Rangkaian proses hukum terhadap para pelaku dan aktivis yang terlibat dalam demonstrasi berujung kerusuhan pada 25 hingga 31 Agustus 2025 terus berjalan. Aksi yang berlangsung di sejumlah titik vital Jakarta, seperti Gedung DPR/MPR, Mako Brimob, Polda Metro Jaya, dan kawasan Senen tersebut diwarnai aksi perusakan fasilitas umum, pembakaran, penyerangan petugas, hingga pencurian dan penyebaran konten di media sosial.
Menindaklanjuti aksi tersebut, Bareskrim Mabes Polri mengumumkan penetapan 959 orang sebagai tersangka pada 24 September 2025. Penetapan ini berasal dari 246 laporan polisi di seluruh Indonesia, yang terdiri dari 664 tersangka dewasa dan 295 anak di bawah umur.
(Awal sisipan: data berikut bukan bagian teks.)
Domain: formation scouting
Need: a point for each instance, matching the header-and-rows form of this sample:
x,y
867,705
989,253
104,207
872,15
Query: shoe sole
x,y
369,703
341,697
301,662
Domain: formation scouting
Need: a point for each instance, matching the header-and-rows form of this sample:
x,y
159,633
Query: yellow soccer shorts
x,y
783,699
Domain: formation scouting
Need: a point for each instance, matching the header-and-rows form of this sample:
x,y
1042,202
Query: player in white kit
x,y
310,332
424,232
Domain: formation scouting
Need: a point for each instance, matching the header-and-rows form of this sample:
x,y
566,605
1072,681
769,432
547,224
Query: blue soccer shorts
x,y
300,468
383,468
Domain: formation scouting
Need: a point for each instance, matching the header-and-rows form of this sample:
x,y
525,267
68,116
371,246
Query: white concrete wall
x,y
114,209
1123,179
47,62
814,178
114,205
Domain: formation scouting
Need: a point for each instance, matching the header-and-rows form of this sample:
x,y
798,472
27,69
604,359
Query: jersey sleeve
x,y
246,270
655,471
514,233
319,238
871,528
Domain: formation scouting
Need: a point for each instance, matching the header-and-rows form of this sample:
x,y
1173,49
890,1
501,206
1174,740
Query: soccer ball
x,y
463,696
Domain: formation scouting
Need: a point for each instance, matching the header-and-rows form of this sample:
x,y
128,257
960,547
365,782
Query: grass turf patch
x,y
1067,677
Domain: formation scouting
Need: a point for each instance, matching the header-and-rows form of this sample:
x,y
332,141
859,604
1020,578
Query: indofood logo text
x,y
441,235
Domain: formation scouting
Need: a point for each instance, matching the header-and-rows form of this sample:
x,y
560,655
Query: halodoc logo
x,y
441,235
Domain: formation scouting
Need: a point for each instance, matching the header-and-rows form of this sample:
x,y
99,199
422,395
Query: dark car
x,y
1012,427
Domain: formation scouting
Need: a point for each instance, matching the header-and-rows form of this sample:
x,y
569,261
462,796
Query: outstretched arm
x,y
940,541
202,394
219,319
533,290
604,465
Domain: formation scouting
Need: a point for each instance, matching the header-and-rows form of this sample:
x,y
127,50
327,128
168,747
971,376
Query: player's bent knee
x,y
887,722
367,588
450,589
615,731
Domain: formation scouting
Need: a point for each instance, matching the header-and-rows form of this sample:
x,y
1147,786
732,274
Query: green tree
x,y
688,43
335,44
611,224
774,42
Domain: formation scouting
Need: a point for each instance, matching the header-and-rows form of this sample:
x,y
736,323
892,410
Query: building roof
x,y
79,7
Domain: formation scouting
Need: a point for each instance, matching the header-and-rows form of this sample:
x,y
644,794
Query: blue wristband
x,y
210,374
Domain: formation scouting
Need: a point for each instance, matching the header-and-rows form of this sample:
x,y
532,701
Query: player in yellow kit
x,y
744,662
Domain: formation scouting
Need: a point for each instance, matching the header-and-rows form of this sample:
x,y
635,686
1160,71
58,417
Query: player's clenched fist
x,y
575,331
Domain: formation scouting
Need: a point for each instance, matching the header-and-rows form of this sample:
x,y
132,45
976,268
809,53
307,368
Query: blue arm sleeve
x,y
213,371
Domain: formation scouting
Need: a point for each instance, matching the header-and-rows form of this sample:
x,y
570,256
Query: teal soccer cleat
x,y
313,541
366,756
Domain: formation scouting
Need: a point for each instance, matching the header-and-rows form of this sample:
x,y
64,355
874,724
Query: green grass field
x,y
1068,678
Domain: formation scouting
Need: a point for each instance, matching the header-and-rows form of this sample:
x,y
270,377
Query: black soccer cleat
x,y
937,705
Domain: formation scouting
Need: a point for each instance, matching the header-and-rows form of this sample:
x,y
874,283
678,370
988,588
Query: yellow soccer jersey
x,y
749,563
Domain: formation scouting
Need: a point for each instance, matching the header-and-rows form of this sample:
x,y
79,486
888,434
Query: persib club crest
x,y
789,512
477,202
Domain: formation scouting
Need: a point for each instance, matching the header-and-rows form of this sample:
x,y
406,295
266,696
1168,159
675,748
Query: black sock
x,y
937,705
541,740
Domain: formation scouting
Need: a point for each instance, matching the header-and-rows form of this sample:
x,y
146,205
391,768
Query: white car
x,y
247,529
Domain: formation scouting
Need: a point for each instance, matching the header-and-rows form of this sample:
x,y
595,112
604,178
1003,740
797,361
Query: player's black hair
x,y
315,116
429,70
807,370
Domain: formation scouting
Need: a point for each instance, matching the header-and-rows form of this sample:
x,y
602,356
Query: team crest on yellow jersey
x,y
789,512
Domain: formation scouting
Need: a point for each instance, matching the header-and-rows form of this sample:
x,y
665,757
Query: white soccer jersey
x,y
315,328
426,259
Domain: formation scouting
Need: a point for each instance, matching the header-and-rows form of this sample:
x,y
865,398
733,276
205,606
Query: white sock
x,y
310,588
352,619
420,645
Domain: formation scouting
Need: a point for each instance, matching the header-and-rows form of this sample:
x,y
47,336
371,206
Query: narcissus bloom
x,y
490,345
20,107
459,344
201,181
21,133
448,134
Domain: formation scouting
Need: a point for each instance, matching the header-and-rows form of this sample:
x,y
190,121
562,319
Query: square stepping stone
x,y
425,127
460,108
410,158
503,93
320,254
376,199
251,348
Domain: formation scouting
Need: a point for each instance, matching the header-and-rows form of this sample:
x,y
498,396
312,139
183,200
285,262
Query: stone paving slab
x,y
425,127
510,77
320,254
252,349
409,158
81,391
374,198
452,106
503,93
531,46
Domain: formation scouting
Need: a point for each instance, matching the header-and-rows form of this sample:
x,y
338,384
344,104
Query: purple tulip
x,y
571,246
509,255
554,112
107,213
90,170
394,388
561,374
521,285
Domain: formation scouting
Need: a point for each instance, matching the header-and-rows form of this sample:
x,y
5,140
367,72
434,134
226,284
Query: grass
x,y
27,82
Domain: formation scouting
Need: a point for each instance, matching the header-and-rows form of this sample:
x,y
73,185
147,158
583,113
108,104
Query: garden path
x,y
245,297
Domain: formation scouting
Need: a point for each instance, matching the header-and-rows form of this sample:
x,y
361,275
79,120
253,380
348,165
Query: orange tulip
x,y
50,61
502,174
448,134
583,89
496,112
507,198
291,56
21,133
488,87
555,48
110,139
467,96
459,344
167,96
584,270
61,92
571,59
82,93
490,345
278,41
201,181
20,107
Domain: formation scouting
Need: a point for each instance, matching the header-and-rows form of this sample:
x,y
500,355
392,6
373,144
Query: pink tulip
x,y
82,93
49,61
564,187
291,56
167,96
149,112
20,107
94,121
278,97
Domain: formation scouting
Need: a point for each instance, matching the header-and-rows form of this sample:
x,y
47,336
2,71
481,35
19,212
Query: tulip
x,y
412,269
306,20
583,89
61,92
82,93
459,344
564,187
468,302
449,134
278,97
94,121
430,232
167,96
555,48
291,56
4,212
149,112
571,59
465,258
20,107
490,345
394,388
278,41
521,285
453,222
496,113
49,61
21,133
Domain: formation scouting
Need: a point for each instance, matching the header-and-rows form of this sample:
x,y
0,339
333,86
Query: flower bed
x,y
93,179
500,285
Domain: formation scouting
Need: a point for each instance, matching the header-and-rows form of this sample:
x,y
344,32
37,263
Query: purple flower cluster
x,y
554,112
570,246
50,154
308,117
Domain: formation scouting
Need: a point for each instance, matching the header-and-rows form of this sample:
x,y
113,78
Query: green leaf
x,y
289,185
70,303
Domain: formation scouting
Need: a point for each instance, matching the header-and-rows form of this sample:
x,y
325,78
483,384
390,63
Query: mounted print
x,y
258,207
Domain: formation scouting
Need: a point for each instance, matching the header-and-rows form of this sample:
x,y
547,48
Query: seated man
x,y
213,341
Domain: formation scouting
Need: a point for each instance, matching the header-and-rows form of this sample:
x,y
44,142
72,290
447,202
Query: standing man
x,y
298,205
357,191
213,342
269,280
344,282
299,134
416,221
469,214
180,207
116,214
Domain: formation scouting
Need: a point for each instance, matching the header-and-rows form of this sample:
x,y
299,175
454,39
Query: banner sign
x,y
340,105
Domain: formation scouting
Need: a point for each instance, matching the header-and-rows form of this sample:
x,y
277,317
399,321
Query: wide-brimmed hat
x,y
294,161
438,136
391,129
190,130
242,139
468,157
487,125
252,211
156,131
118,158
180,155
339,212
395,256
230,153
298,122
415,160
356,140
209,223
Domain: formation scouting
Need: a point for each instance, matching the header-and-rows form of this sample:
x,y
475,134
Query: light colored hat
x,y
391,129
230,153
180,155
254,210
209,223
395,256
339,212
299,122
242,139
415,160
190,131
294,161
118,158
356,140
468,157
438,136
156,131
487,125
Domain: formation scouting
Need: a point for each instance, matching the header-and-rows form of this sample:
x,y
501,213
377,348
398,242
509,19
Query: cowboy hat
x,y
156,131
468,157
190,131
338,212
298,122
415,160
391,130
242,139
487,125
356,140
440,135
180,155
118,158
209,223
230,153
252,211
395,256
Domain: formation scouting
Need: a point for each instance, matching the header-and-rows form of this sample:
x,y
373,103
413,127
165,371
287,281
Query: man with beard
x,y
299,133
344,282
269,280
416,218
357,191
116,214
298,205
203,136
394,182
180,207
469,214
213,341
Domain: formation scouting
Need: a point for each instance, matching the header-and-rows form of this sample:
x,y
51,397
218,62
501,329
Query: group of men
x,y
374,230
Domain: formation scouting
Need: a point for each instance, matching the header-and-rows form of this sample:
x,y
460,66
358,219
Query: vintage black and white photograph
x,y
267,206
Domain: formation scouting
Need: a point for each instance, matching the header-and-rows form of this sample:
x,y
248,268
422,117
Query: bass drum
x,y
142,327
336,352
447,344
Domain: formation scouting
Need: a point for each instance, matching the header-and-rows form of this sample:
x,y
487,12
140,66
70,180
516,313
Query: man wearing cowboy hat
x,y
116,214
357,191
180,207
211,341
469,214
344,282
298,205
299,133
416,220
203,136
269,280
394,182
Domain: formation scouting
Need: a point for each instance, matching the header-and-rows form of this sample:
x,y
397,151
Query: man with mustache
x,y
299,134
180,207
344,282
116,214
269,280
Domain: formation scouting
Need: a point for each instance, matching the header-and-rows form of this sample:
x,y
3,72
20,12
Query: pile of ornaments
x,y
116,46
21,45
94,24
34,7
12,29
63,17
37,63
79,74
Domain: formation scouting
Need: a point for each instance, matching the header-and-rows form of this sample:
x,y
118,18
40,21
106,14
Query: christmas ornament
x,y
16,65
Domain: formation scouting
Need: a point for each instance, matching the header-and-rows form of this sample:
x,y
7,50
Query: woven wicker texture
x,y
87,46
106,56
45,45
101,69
Berdasarkan pemantauan media DATASATU, proses persidangan kemudian bergulir di Pengadilan Negeri (PN) Jakarta Pusat. Sidang pembacaan dakwaan perdana digelar pada 20 November 2025 untuk kelompok Eka Julia Syah dan kawan-kawan yang didakwa merusak fasilitas umum serta menyerang aparat. Selanjutnya pada 14 Januari 2026, Jaksa Penuntut Umum (JPU) menuntut 21 terdakwa dengan hukuman 10 bulan penjara dikurangi masa penahanan.
Pada 29 Januari 2026, majelis hakim yang dipimpin Hakim Ketua Saptono menjatuhkan vonis kepada 25 terdakwa. Dua terdakwa, yakni Neo Soa Rezeki dan Muhammad Azril, divonis 7 bulan penjara. Sementara itu, 23 terdakwa lainnya dijatuhi hukuman 10 bulan penjara dengan masa percobaan selama 1 tahun sehingga diputuskan bebas dari tahanan.
Tak hanya pelaku di lapangan, penanganan hukum juga menyasar para aktivis media sosial. Pada 27 Februari 2026, JPU menuntut 4 aktivis (Delpedro Marhaen, Muzaffar Salim, Syahdan Husein, dan Khariq Anhar) dengan hukuman 2 tahun penjara atas tuduhan penghasutan dan unggahan konten di media sosial. Merespons tuntutan tersebut, keempat aktivis bersama tim kuasa hukum dari LBH Jakarta membacakan nota pembelaan atau pleidoi pada 4 Maret 2026.
Proses hukum berlanjut hingga 10 Agustus 2026, di mana JPU menuntut Khariq Anhar dengan hukuman 6 bulan penjara dan biaya perkara sebesar Rp5.000. Ia dinilai melanggar UU ITE terkait penyuntingan dan manipulasi gambar tangkapan layar berita saat aksi demonstrasi.